It's quite a challenge to treat severely obese women diagnosed with cervical cancer. Radiation oncologists at an Alabama cancer center described the techniques they have developed to treat such patients, which they believe can be easily replicated at other hospitals, in an article in Practical Radiation Oncology.
It's an understatement to say that cancer patients weighing more than 450 lb have special needs. They need a bariatric-strength table to support their weight when undergoing diagnostic imaging or having radiation therapy. Their weight may exceed the limits of simulation software. Their girth may be in excess of a CT bore or field-of-view, and images may be of poor quality due to tissue attenuation. There may also be issues with patient setup, and verification and achieving an acceptable dose distribution may be difficult (Practical Radiation Oncology, January 9, 2012).
Radiation oncologists at the University of Alabama at Birmingham (UAB) Comprehensive Cancer Center addressed these challenges when two patients in their 30s with stage I cervical cancer were referred to them. One patient weighed 454 lb, and the other weighed 513 lb; both were short in stature, at 5'4" and 5'5", respectively. Because of their size and other medical comorbidities, surgery was not an option for either patient.
Dr. Alexander Whitley, PhD, and colleagues explained what they faced and how they delivered treatment. The hospital had a CT simulator (Brilliance Big Bore, Philips Healthcare) with an 85-cm bore size and a 60-cm scan field-of-view, with a table that could support patients weighing up to 650 lb. The patients' girth resulted in poor-quality images, but they were adequate enough to plan setup based on bony landmarks.
While it was possible to create an accurate body contour for one patient, it was not possible to do so for the other. Instead, the treatment team estimated thickness to calculate the dose algorithm.
The center built a treatment table that consisted of a bariatric-strength stretcher with its cushion removed, supported by Styrofoam blocks that allowed enough room to accommodate portal x-ray imaging.

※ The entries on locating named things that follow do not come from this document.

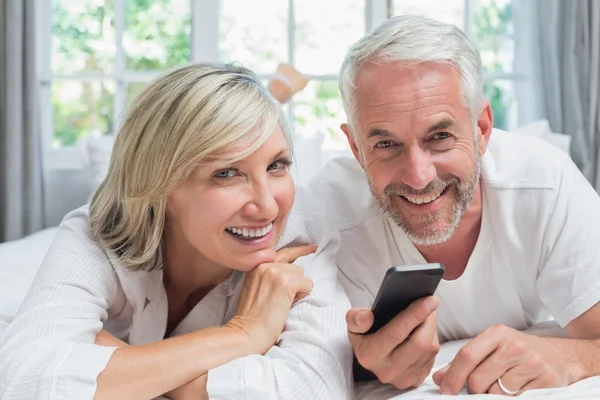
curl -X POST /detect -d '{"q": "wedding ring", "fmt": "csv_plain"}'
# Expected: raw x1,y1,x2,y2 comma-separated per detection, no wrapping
498,378,519,396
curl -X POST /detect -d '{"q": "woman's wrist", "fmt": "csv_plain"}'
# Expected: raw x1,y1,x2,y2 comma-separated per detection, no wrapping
222,316,264,357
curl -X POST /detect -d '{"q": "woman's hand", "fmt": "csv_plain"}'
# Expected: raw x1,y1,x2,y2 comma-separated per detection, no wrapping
227,246,317,354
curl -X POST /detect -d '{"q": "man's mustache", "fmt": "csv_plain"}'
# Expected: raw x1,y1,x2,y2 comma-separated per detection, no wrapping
383,177,460,197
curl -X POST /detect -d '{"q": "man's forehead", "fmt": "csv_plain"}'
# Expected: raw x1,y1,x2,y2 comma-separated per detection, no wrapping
355,61,460,96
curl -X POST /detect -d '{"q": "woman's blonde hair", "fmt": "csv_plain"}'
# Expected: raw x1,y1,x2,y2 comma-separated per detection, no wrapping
90,63,291,270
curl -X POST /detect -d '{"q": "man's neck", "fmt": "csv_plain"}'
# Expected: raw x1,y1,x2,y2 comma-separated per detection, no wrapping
415,184,483,280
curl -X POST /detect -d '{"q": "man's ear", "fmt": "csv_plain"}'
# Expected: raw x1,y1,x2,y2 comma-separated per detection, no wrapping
475,101,494,157
340,124,364,169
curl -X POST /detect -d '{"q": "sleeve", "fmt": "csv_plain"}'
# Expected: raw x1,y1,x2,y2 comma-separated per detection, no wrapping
0,210,118,400
207,190,354,400
537,157,600,327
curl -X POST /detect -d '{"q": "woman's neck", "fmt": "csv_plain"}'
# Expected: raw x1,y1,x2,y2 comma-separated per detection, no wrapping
162,235,232,299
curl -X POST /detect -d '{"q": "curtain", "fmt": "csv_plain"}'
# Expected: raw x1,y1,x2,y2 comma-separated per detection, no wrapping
513,0,600,192
0,0,44,242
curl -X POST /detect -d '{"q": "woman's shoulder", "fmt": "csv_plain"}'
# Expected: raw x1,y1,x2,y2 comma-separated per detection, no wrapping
277,187,339,252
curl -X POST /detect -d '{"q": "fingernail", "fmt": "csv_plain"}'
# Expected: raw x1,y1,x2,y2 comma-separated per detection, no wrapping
354,310,366,326
425,297,439,312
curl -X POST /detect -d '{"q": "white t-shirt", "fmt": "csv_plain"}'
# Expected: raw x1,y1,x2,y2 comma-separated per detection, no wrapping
0,190,354,400
310,130,600,341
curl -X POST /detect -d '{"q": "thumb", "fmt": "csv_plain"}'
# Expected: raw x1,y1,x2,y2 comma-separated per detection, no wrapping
346,308,373,333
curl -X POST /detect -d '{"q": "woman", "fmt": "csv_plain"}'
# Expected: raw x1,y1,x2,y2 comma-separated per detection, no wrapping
0,64,352,399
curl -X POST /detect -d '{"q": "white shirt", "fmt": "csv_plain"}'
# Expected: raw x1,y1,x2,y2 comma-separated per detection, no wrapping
311,130,600,341
0,191,353,400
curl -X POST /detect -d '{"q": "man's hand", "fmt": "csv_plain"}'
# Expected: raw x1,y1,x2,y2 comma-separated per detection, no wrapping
433,325,585,396
346,297,440,389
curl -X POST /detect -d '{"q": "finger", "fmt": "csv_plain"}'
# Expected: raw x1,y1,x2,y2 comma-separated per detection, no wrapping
373,296,439,354
275,245,318,263
432,363,450,386
391,314,439,388
487,364,539,394
467,348,540,394
292,277,314,304
440,330,504,395
346,308,373,334
95,329,129,347
292,274,315,297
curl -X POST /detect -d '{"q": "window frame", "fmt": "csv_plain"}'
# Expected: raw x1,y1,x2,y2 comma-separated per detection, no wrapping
36,0,528,170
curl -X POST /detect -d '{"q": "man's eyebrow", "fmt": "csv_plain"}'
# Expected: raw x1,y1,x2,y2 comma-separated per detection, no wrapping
367,128,394,138
427,119,458,134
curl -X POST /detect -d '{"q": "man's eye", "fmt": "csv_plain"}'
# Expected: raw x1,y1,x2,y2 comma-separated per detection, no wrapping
431,132,451,140
375,140,392,149
213,169,237,179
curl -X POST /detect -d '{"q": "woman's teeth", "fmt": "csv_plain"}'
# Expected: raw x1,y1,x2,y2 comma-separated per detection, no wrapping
226,223,273,239
402,189,445,204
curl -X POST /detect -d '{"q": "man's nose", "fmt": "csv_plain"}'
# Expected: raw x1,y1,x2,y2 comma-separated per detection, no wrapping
400,146,437,190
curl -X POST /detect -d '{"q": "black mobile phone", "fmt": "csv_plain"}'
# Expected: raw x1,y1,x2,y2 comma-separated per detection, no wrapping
353,263,444,382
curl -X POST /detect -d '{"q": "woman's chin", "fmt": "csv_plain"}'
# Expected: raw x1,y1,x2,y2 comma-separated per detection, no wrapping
233,248,277,272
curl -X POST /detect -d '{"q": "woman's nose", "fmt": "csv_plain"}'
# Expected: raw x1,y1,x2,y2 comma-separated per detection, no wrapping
245,183,278,219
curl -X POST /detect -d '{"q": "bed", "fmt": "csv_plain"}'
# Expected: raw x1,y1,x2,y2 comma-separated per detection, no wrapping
0,121,600,400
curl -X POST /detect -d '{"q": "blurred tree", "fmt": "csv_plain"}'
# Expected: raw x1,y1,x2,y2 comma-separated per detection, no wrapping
51,0,114,147
473,0,513,129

Radiographic images were acquired each day of the anteroposterior and lateral port, with two radiation oncologists reviewing the on-board images. Unique radiation beam designs were developed to prevent unacceptable hot spots near the skin surface.
After radiotherapy treatments had been completed, the patients had a standard prescription dose of 24 Gy in three fractions of intracavitary brachytherapy. Both patients needed to be anesthetized for a portion of this treatment.

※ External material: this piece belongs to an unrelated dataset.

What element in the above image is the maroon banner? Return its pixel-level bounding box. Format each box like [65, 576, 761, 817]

More than 67% of the U.S. population is obese, the authors noted, and radiation oncologists will undoubtedly have more severely obese patients as a result. If the experiences of the University of Alabama's radiation oncology department are representative, in addition to preparing a special table and treatment program, departments will need to allocate more time when scheduling these patients for each treatment session and more radiation therapy staff to get them positioned.